Friends in Philanthropy: May 2021 Issue
“This person barely knew me, and yet he wanted to help me.”– Former Uber driver Latonya Young on her shock after a passenger offered her financial support to go back to school
The $150 tip was welcome. But it was the other thing her Uber passenger left her that really made a difference in Latonya Young’s life: his phone number. That passenger, an Atlanta estate manager named Kevin Esch, would go on to give Young not just more financial support, but also the encouragement she needed to re-enroll at Georgia State and finish her degree.
Their story is a reminder that even the most mundane moment could be a chance to show someone extraordinary kindness, and to wind up with a meaningful friendship in return.

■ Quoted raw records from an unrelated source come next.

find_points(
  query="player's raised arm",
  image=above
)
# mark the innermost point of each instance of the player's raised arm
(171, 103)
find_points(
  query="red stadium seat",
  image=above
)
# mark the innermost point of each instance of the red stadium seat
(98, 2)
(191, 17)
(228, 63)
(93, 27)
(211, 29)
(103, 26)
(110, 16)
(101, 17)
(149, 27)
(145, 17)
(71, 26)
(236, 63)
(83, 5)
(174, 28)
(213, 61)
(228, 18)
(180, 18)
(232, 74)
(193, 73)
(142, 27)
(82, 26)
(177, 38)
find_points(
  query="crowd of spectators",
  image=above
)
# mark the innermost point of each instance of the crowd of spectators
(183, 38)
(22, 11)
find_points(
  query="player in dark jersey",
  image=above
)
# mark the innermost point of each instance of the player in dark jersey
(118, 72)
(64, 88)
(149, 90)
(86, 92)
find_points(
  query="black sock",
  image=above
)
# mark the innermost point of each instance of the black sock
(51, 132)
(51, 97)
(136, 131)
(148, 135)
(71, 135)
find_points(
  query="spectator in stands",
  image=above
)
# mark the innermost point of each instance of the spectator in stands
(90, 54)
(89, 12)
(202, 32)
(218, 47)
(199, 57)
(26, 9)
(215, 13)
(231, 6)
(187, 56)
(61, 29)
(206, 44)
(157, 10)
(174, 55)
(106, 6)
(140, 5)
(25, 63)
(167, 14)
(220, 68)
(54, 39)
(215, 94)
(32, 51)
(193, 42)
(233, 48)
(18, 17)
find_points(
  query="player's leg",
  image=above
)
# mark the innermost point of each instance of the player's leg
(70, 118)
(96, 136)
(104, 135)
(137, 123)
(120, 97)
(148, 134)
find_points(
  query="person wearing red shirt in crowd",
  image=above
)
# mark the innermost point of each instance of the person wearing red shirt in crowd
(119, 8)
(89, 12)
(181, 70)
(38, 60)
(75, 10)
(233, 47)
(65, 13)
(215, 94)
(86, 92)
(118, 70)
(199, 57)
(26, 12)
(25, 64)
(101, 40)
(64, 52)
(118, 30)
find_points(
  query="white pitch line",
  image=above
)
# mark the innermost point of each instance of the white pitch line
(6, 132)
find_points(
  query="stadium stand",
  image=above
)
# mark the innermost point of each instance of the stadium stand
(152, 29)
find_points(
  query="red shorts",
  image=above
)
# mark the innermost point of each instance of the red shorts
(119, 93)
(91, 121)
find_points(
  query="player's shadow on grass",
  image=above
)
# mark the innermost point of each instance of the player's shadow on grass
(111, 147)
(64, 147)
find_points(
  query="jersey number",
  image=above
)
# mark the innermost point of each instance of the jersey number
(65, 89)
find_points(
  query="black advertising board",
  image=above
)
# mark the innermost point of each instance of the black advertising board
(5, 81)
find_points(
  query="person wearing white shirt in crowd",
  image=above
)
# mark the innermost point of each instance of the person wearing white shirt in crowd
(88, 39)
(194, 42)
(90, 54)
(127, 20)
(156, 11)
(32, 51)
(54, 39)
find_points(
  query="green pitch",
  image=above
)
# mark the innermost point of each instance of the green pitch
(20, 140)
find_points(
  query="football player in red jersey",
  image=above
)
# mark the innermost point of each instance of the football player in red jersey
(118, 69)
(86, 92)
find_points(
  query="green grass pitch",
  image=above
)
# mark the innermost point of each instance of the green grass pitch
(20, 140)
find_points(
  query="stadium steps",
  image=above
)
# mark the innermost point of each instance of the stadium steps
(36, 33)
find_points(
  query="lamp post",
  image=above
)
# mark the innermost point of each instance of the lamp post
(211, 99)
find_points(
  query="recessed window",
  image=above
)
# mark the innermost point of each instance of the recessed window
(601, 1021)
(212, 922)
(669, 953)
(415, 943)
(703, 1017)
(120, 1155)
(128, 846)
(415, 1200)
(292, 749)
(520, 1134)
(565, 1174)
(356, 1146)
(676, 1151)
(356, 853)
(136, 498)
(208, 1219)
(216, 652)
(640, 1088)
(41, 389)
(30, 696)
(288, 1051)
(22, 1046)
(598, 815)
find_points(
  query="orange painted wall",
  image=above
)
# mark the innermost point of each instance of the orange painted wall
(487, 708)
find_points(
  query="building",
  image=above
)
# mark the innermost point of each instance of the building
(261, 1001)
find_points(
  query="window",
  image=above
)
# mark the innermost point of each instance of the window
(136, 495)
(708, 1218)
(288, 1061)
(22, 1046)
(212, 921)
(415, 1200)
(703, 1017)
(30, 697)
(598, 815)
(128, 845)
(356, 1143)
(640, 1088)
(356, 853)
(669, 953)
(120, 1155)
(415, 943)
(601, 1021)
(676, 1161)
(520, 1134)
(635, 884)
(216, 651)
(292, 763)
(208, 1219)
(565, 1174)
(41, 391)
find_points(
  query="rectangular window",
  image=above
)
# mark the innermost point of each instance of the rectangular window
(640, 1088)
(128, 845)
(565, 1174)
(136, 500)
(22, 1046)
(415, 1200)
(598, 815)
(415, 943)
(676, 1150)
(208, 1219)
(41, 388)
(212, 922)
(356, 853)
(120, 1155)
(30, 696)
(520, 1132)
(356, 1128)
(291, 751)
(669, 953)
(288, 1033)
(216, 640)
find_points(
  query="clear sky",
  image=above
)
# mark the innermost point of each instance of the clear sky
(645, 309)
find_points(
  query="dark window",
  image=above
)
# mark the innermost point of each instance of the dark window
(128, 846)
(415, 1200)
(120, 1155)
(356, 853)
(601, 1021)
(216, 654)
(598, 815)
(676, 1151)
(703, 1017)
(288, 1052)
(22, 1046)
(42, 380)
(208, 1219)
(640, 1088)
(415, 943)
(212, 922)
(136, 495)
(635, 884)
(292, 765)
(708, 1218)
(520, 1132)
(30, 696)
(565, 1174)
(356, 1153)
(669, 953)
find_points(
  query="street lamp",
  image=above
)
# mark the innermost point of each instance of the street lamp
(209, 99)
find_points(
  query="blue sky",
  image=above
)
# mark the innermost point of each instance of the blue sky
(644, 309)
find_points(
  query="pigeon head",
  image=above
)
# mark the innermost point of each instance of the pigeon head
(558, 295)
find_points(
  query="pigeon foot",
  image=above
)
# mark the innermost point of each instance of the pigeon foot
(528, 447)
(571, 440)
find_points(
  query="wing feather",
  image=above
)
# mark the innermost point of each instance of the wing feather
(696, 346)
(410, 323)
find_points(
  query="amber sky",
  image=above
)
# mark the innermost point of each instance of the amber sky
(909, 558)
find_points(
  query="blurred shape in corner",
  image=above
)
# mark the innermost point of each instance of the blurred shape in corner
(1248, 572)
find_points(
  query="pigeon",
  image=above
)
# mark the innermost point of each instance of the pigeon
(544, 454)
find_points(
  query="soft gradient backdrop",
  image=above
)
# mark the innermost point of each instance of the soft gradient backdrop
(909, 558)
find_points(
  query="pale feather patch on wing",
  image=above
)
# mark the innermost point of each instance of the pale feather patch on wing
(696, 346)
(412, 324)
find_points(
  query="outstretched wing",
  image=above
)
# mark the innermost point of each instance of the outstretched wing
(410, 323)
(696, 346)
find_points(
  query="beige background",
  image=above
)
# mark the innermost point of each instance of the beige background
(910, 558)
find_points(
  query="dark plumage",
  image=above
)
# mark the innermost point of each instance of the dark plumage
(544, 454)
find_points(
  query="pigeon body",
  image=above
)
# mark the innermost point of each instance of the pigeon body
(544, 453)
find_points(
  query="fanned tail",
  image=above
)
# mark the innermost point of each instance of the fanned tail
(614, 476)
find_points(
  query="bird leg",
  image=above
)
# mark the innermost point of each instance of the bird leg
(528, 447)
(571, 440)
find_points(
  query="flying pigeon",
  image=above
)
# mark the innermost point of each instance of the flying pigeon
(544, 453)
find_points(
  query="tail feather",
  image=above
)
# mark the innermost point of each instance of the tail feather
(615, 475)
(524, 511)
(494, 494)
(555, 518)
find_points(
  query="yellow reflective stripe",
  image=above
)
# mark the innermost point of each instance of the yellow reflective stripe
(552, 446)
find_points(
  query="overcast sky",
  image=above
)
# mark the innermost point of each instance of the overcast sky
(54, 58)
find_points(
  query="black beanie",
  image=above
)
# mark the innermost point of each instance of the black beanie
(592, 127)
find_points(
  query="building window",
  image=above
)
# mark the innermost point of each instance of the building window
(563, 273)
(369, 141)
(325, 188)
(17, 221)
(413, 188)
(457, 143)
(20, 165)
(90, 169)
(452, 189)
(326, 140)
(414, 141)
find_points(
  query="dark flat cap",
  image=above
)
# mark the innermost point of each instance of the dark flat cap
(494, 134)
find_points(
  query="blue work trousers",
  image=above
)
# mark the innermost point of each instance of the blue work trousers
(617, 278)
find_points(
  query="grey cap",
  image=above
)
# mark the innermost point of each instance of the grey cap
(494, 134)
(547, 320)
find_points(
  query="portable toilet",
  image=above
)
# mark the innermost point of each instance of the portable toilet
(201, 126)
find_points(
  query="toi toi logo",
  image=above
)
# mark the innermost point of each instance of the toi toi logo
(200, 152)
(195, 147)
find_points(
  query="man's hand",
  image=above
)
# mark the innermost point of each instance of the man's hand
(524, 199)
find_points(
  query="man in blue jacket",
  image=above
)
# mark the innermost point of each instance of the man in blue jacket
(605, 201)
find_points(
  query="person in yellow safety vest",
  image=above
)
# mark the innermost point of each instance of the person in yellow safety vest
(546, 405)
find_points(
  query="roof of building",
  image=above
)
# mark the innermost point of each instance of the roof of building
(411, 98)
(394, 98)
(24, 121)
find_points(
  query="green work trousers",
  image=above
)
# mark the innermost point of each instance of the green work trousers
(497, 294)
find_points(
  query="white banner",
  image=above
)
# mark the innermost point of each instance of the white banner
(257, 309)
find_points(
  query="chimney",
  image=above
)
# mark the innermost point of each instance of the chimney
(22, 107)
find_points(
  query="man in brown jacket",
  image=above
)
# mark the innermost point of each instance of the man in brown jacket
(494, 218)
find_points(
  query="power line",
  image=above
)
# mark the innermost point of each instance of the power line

She Wanted to Finish College. Her Uber Passenger Made It Possible. (Washington Post) – When Kevin Esch entered Latonya Young’s car, they were strangers. One 30-minute ride later, they’d begun a life-altering friendship.
Elon Musk’s $150 Million Charity Spending Spree Came Out of Nowhere (Recode) – Until recently, the Tesla founder had a thin philanthropy record. Suddenly he’s issuing massive grants for Texas schools, a climate contest, and more.
Faith-Based Investing Is Getting Easier (New York Times) – Letting religious tenets guide your portfolio used to be “a great way to lose money.” Now specialty firms are making it simpler without sacrificing returns.
A Flood of Junk Is Hurting Goodwill Stores (Associated Press) – Well-meaning donors have inundated the nonprofit with low-quality items during the pandemic. Now disposal costs are taking a toll.
Opinion: Now Isn’t the Time to Mess with Donor-Advised Funds (Bloomberg Tax) – Some want new rules to force DAFs to give faster. But philanthropy adviser Jeff Hamond says the funds are already working as intended.